Los electores mexicanos somos votantes conservadores. Nos atraen, sin seducirnos del todo, las promesas de la izquierda, porque somos un pueblo compasivo rodeado de pobreza, pero al mismo tiempo sospechamos de la ultraderecha recalcitrante porque vivimos el predicamento de una religiosidad sui generis acotada por fuertes sentimientos libertarios. La verdad es que no toleramos dogmatismos y somos independientes, parafraseando a Adolfo Aguilar Zinser, "porque no estamos satisfechos con ningún partido político pero queremos participar en política; queremos contribuir a fundar un nuevo régimen".
Quizá el deseo de un mejor sistema de gobierno, aunado a nuestro rechazo del fundamentalismo que ofrecían las derechas y las izquierdas, nos haya impulsado a acudir a las urnas durante la mayor parte del siglo pasado para legitimar a un "partido oficial" sin ideología específica que nos dio paz social y un falso sentimiento de estabilidad (la trillada "dictadura perfecta" de Mario Vargas Llosa); un partido que nos "hablaba al oído" prometiendo (y en muchos casos otorgando) libertad y estabilidad económica.
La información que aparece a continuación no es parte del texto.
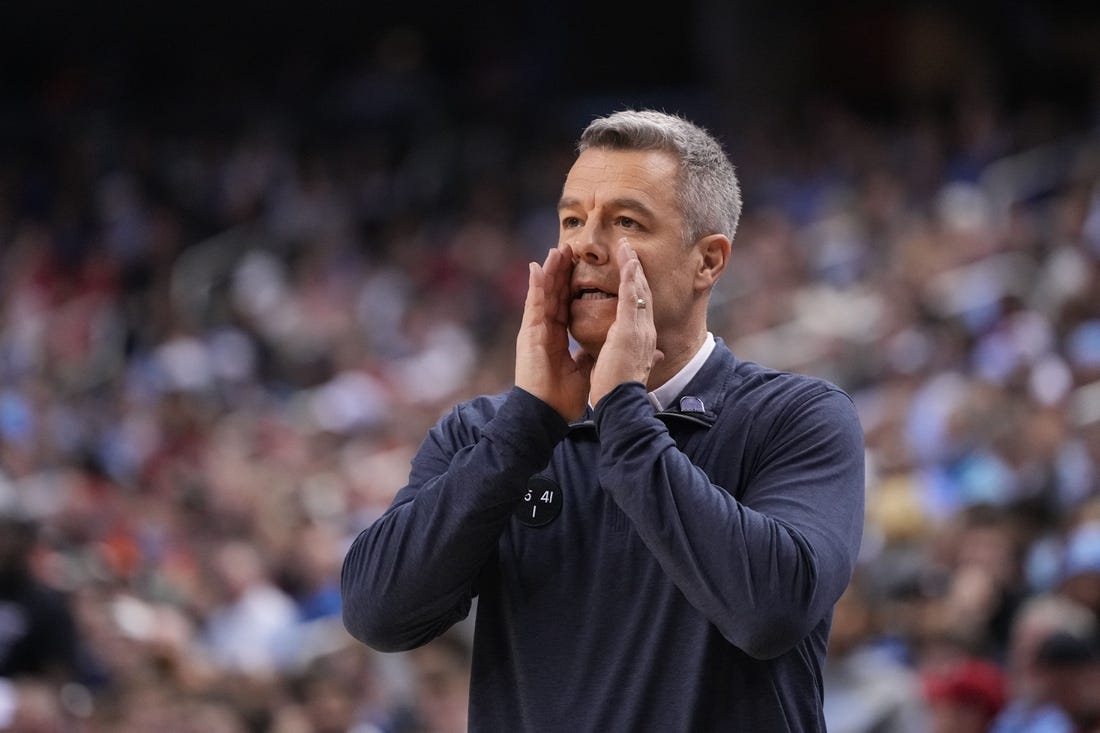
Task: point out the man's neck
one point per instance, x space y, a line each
677 353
Es cierto que la libertad llegaba hasta donde comenzaba la oposición al gobierno y que la "estabilidad económica" dependía de subsidios, obras públicas, componendas con grupos de interés y programas populistas que eventualmente nos llevaron a la ruina. Pero el sentimiento de estabilidad y la innegable paz social, además de la posibilidad de participar de las migajas que ofrecía el gobierno a quienes estaban dispuestos a hacerse de la vista gorda, contribuyeron a reprimir la necesidad de optar por un sistema más democrático en un continente plagado de dictaduras militares y golpes de Estado.
"Más vale malo por conocido", decíamos, justificando nuestra irresponsabilidad o indiferencia. Por eso, de cara a 2006, la inclinación a votar por el antiguo partido oficial, y el amplio desencanto con el "gobierno del cambio", pudiesen inducirnos a votar de nuevo por el partido que muchos mexicanos comienzan a identificar como "el partido que sí sabe gobernar": el partido con "oficio político". Así, el PRI de Roberto Madrazo pudiera ser la puerta falsa para quienes rechazan a la derecha pero descalifican a Andrés Manuel López Obrador como candidato de extrema izquierda: "¡la versión mexicana de Hugo Chávez!", comienzan a exclamar algunos empresarios que prefieren el continuismo. Y para quienes rechazan a la ultraderecha, el PRI pudiera ser también una opción aceptable frente a Santiago Creel, que carga cuesta arriba la enorme piedra de su pobre desempeño en la Secretaría de Gobernación, su cercanía con Fox, sus antecedentes porfiristas, su participación (¡siendo abogado!) en la debacle constitucional del desafuero y el fracaso rotundo del "gobierno del cambio". En él pudiera concentrarse, más que en ningún otro candidato, el voto de castigo contra Acción Nacional.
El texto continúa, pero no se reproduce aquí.